- Map of Tennessee House districts with the 39th District shaded in red
- Representative:
|  | Iris Rudder R–Pulaski |
since 2019
- Demographics: 88.4% White 4.1% Black 3.3% Hispanic 0.6% Asian 3.3% Multiracial
- Population (2024): 73,763

= Tennessee House of Representatives 39th district =

American legislative district

The Tennessee House of Representatives 39th district is one of the 99 legislative districts in the lower house of the Tennessee General Assembly. The district is located in Middle and East Tennessee and covers Franklin and Marion counties. The district includes Winchester, Estill Springs, Jasper, and South Pittsburg. It also includes Cowan, Huntland, New Hope, and outlying parts of Tullahoma and Monteagle. Notable water features of the district include Tims Ford Lake and the Tennessee River. Iris Rudder has represented the district since 2019.

== Demographics ==
The Tennessee Comptroller estimates the population as of 2024 at 73,763.
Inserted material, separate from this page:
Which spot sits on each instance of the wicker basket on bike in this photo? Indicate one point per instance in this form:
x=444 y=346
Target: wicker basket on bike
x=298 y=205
- 88.4% of the district is White
- 4.1% of the district is Black
- 3.3% of the district is Hispanic
- 0.6% of the district is Asian
- 0.2% of the district is some other race alone
- 3.3% of the district is Two or more races

Detailed demographic information is also available through Census Reporter.

== History ==
The 88th Tennessee General Assembly was the first in which all districts were numbered. At this time, the 39th district was in Franklin, Grundy, Lincoln and Moore counties. During the 93rd GA, it was composed of Bledsoe, Cumberland, Marion, Roane and Sequatchie counties. From the 94th-102nd GAs, it was composed of Franklin, Moore, and part of Marion counties. From the 103rd-107th GAs, it was composed of Franklin, Moore, and part of Lincoln counties. From the 108th-112th, it was composed of Moore, and parts of Franklin, and Marion, counties. Since the 113th General Assembly, it has been composed of Franklin and Marion counties.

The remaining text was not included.